TI: Okay. So Molly, earlier you talked about how a lot of the Niseis knew how to speak Japanese, so did you go to Japanese school?

MK: Oh, yes.

TI: So tell me about the Japanese school.

MK: The Japanese schools we had Saturday and Sunday all day, from nine o'clock 'til three o'clock. And we had a husband and wife schoolteacher, and they were from New Westminster. They taught all the Japanese kids in town from...

TI: Monday through Friday?

MK: Yeah, Monday through Friday after school. So I guess then, I don't know, I never went to that kind, but we went all day Saturday and all day Sunday. And they had two rooms, and half of us were in one room and half of us were in the other room. And I always had the man teacher, but the lady teacher, she just died, and we went, when I went back to a reunion she was there, and I was very, very surprised.

TI: 'Cause she would be quite old, then.

MK: Yes, she was, I'm thinking she had to be a hundred. Yeah.

TI: So this was a pretty big commitment for the family, because if your work crew is busy all day Saturday, Sunday going to Japanese school they can't work. Right?

MK: Yeah, but if it was to be cut it would be the English school.

TI: You mean so Japanese school was more important than English school?

MK: That's right. Because all June we didn't go to school, and they allowed it because we had to pick strawberries. And then September we're harvesting, so we don't go to school 'til October. And then, but all the Japanese kids, we took all the top, all the grades, the school grades were graded by one, two, three, four, and it, so both my friend and I, we would compete for first place all through the years. Because he was, his name was Leo Otsuki and he was same grade as me, and I'd come home and I'd have second in the, that month or something, and my father goes, "What happened to first?" And then, so the teacher said, "Tell your father that one month you're first and the next month Leo's first." And so it was, so we competed all, even in Japanese school, him and I were, so we just grew up together.

TI: Interesting. So that was pretty common, so every, every class it was usually a Japanese that was sort of the head of the class.

MK: And you know, and I felt so sorry because if, like my little friend, neighbor, closest farm neighbors, she was like thirteen or something and she changed it. She'd rather get thrashed at school than to get thrashed at home. It was that kibishii. I don't know if you... the Japanese parents or especially the fathers would be very, very adamant about being on top of the class.

TI: So this neighbor was only thirteenth, you said?

MK: Yeah, she was thirteenth in her class and, and...

TI: So she'd get punished at home for that.

MK: Yeah, so she changed it to three instead, and the school punished her, but...
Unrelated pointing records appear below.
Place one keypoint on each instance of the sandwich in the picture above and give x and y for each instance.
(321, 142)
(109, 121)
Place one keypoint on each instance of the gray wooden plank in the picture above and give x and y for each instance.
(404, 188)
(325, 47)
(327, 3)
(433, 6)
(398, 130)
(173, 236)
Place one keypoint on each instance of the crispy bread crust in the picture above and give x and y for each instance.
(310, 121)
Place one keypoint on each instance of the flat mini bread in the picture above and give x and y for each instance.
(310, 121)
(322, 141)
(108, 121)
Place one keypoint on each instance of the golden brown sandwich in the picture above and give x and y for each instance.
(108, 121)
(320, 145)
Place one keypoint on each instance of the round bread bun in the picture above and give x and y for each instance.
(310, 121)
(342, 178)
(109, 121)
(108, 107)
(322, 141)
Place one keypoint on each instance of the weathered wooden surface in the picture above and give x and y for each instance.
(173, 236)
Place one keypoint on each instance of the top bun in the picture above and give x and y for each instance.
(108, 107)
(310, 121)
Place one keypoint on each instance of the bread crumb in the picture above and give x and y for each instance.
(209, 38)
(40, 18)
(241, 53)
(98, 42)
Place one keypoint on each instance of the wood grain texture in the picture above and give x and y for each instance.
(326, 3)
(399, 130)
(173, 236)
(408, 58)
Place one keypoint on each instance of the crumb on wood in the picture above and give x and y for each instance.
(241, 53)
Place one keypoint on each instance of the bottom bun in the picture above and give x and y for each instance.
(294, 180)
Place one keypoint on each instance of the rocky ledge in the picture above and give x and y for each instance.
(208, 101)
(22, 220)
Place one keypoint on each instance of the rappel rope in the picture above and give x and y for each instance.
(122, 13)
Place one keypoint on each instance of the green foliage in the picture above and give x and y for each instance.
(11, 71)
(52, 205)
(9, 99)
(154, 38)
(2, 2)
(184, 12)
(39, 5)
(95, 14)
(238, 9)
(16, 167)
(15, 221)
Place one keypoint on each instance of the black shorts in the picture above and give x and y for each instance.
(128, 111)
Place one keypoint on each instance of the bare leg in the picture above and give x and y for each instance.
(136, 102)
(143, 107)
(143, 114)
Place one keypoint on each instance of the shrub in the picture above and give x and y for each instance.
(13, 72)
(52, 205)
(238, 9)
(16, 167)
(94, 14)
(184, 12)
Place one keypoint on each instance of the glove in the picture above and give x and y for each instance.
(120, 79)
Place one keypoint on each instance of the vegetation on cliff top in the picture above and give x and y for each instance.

TI: But she would rather have that.

MK: That's right. So it was, I used to think... but I never ranked below second, so I didn't, it wasn't something that...

TI: And how about your other brothers and sisters? Were they also --

MK: Yeah, they were tops in their classes.
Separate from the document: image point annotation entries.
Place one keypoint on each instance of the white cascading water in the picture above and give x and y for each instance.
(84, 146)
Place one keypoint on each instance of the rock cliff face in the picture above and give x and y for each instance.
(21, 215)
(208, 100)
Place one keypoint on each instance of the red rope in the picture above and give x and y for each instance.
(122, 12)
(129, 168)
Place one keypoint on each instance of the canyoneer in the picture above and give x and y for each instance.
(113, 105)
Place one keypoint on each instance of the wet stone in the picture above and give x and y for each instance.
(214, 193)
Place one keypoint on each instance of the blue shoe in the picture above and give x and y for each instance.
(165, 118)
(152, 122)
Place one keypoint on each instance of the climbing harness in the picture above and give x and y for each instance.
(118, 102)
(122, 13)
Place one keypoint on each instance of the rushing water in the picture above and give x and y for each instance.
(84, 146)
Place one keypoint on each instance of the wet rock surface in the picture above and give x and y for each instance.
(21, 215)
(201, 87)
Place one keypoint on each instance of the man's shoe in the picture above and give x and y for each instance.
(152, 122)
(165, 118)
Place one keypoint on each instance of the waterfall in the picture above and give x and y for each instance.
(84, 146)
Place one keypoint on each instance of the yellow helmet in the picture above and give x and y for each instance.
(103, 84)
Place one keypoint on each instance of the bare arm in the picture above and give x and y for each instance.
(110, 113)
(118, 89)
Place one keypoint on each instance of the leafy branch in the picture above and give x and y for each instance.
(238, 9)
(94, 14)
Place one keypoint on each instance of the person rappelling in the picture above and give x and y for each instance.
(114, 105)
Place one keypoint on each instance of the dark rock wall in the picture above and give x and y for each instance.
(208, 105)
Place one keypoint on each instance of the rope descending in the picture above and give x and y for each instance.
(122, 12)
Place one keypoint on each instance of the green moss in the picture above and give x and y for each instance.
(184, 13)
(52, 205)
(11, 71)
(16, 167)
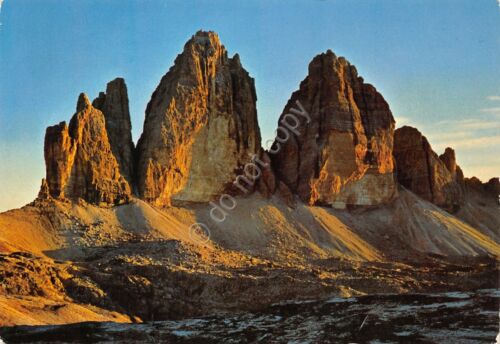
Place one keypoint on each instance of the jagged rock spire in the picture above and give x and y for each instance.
(200, 127)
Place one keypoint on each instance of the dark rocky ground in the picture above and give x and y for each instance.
(452, 317)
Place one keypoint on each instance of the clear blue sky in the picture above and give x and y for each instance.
(437, 63)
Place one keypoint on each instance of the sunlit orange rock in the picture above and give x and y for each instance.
(200, 128)
(79, 161)
(343, 157)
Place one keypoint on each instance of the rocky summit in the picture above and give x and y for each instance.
(343, 215)
(79, 159)
(437, 179)
(200, 128)
(343, 156)
(114, 105)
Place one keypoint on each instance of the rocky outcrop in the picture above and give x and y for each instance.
(114, 105)
(343, 156)
(79, 161)
(435, 179)
(200, 127)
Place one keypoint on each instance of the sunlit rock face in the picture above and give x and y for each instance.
(343, 156)
(200, 127)
(437, 179)
(79, 161)
(114, 105)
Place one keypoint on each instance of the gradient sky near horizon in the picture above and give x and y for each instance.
(437, 63)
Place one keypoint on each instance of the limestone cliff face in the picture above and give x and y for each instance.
(344, 155)
(200, 127)
(80, 162)
(436, 179)
(114, 105)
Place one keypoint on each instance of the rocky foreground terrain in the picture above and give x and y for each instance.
(198, 220)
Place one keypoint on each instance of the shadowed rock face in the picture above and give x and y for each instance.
(114, 105)
(79, 159)
(200, 127)
(344, 155)
(435, 179)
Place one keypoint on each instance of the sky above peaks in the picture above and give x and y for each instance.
(437, 63)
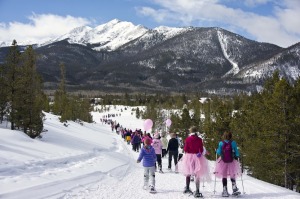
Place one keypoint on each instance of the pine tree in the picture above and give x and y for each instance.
(3, 94)
(29, 96)
(10, 77)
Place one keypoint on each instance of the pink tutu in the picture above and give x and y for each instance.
(223, 170)
(190, 164)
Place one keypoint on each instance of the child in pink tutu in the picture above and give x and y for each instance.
(228, 164)
(193, 161)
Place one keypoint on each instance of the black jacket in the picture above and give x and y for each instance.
(173, 145)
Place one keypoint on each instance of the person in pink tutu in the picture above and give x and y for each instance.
(193, 162)
(227, 164)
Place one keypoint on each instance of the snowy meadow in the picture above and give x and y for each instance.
(91, 161)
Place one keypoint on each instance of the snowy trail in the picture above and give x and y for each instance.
(91, 162)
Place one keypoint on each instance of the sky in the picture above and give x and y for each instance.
(92, 162)
(272, 21)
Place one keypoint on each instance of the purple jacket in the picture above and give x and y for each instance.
(157, 145)
(148, 156)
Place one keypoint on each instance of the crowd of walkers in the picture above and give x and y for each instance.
(188, 157)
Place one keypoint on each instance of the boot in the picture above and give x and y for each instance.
(187, 190)
(197, 194)
(235, 190)
(225, 192)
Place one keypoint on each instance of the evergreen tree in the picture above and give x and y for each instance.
(29, 100)
(10, 77)
(3, 94)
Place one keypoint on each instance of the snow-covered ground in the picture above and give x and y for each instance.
(90, 161)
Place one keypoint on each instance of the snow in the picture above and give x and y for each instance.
(223, 42)
(90, 161)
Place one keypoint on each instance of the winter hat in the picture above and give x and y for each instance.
(147, 141)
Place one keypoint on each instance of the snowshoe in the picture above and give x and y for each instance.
(237, 193)
(197, 194)
(192, 179)
(187, 191)
(152, 189)
(235, 190)
(225, 192)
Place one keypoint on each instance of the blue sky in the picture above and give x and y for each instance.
(273, 21)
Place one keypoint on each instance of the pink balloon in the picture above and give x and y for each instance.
(148, 124)
(168, 122)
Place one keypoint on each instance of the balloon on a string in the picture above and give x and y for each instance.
(168, 122)
(148, 124)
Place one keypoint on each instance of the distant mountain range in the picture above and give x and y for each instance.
(121, 57)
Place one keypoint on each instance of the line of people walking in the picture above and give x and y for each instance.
(188, 158)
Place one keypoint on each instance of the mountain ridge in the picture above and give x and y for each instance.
(119, 56)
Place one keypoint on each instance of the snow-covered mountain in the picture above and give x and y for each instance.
(92, 162)
(162, 59)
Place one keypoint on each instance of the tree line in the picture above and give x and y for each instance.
(22, 100)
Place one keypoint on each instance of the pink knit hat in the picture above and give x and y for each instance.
(147, 141)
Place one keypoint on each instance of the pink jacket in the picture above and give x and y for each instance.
(157, 145)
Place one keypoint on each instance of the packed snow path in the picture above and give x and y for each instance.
(90, 161)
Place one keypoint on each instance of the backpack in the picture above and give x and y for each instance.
(227, 152)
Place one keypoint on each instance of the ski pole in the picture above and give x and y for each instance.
(243, 184)
(242, 178)
(215, 173)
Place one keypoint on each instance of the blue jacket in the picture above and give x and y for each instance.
(233, 145)
(148, 156)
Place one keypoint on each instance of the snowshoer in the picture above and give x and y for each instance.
(147, 154)
(193, 162)
(228, 164)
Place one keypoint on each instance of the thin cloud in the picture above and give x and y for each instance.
(282, 28)
(40, 28)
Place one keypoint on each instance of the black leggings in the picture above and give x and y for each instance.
(224, 181)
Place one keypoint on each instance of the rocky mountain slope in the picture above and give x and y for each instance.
(121, 57)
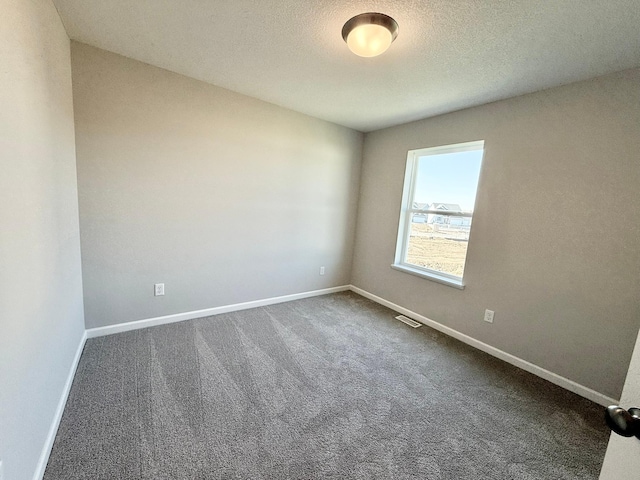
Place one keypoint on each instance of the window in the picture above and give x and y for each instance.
(439, 194)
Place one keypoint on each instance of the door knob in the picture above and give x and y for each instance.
(623, 422)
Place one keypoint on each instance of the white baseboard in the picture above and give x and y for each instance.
(563, 382)
(53, 429)
(179, 317)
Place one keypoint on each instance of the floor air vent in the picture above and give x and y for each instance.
(409, 321)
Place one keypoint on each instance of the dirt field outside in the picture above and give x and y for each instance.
(438, 248)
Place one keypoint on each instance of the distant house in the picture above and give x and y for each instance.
(420, 217)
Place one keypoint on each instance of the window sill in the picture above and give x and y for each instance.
(430, 276)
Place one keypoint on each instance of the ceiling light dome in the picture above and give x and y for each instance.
(370, 34)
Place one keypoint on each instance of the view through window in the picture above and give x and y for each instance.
(438, 203)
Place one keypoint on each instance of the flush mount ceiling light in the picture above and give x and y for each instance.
(370, 34)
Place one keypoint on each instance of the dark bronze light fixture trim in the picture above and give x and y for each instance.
(371, 18)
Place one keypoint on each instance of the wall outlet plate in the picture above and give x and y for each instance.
(488, 316)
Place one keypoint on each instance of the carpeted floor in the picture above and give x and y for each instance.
(329, 387)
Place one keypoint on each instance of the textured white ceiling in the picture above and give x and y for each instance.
(449, 54)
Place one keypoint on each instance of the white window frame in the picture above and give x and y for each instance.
(407, 211)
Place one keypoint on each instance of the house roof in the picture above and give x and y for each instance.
(448, 55)
(451, 207)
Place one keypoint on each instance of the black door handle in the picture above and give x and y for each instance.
(623, 422)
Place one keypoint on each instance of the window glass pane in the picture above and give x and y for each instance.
(440, 247)
(448, 181)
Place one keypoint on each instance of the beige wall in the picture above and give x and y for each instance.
(41, 313)
(554, 245)
(221, 197)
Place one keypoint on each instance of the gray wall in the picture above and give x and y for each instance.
(41, 322)
(221, 197)
(554, 245)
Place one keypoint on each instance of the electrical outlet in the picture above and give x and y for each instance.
(158, 289)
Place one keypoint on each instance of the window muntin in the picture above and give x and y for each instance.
(437, 210)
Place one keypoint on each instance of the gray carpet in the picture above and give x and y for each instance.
(327, 387)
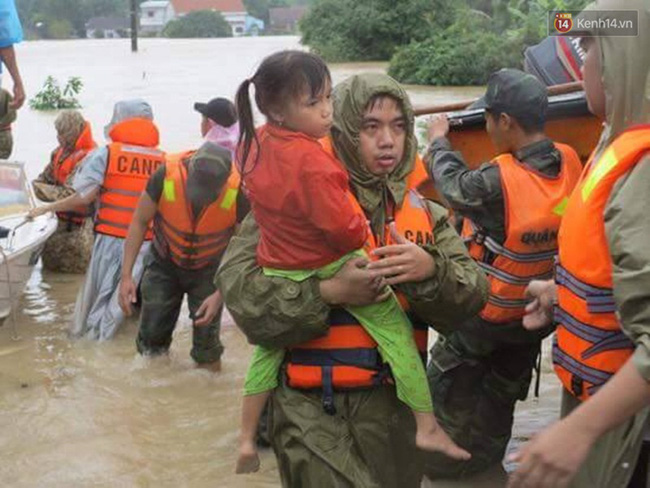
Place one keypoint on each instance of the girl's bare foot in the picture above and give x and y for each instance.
(248, 460)
(437, 440)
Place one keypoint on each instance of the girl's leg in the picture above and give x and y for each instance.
(388, 325)
(252, 407)
(261, 378)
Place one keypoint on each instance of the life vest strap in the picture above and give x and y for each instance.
(328, 390)
(361, 358)
(599, 300)
(592, 375)
(99, 222)
(194, 238)
(510, 278)
(118, 208)
(531, 257)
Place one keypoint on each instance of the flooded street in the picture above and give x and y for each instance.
(76, 413)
TI: How about any other childhood memories in this, when you were a kid? Like fun things, what would you do for fun?

MK: Well, they would, my older brothers would do a carnival and they'd catch snakes and put eggs in there, and then we would, and they would have carnival. And the kids would come with one cent or they would, they would buy candy and stuff like that. And all the neighborhood kids, we used to, at night after work we used to play Ante Ante I Over, we'd throw the ball over the house and then if they catch it they come over and tag you, and stuff like that. We had a ditch running right beside the house and we would pole vault, we would pole vault across there. I mean, we didn't have money. We did, we made our own, we made our own fun. But we had our own team.
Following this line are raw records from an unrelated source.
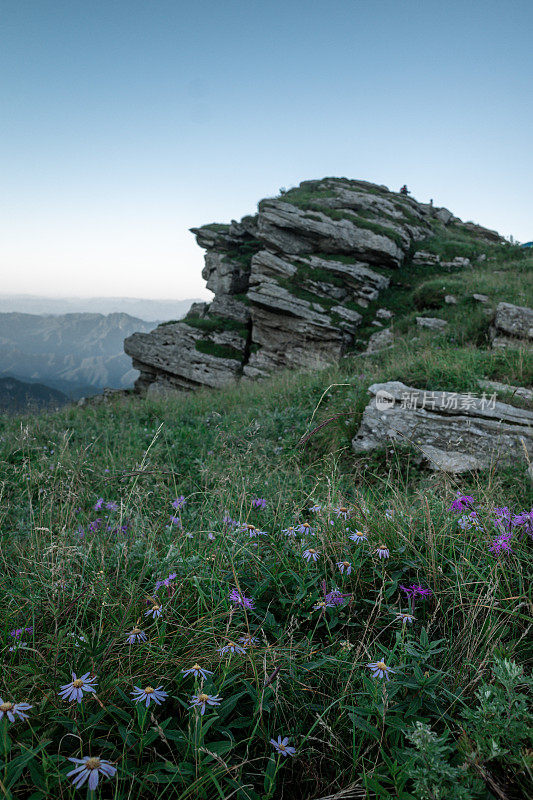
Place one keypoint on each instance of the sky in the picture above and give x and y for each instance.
(126, 122)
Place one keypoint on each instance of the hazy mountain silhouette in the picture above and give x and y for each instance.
(77, 354)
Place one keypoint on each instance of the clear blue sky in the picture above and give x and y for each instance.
(125, 122)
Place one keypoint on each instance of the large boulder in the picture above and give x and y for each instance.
(452, 432)
(513, 326)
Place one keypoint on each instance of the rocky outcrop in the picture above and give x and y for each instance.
(290, 283)
(513, 326)
(431, 323)
(452, 432)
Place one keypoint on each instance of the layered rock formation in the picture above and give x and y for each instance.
(452, 432)
(513, 326)
(290, 284)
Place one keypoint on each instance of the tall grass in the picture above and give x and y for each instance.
(70, 571)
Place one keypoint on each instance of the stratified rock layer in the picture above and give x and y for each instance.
(290, 283)
(452, 432)
(513, 326)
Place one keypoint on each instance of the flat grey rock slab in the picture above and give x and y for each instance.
(453, 432)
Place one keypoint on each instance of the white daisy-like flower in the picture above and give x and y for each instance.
(90, 767)
(76, 688)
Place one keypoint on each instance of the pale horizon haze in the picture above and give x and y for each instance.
(127, 123)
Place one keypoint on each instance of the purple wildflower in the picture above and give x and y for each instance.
(92, 768)
(405, 618)
(239, 599)
(344, 567)
(75, 689)
(12, 710)
(462, 502)
(358, 536)
(281, 746)
(380, 669)
(336, 598)
(17, 633)
(136, 635)
(202, 700)
(248, 640)
(155, 611)
(342, 512)
(149, 694)
(305, 528)
(290, 531)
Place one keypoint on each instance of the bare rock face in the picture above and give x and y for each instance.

TI: Your whole, your family, your brothers and sisters.

MK: Yeah. Because we all... so we really, really had fun things.

TI: Now, what would happen if one of you got in trouble? Like if, what, at school or someplace else where you did something bad.

MK: Well, we would never, we would never tell on our brothers. Because my father, he would, he wouldn't even flick an eye, he'd hit first and then, I mean, all Japanese fathers, they hit first and... but I was so scared by watching my brothers gettin' walloped that I'd, I would never, even my sister, I mean, I would, I toed a very narrow line, I'll tell you, because I just didn't want to. But all the Japanese kids, we couldn't play along the way. We'd have to, so Father bought us a bicycle and we'd all come home, be home in fifteen minutes, and we'd have to go out, we had a little bit of some kind of tea or cookie or something and we'd have to go out and farm until sundown.

TI: So what were some of the chores you'd have to do after school?

MK: We have to pick weeds or we have to pick the berries. Berries have to be picked every day, otherwise they would rot. And we, so it was work. We didn't rest, rain or shine, if it rained we had to clean the chicken house, and then at night we have to come and count all the eggs or clean the eggs and get ready, so it was, but it was, that was the kind of life that... and everybody lived that way. We didn't know no better.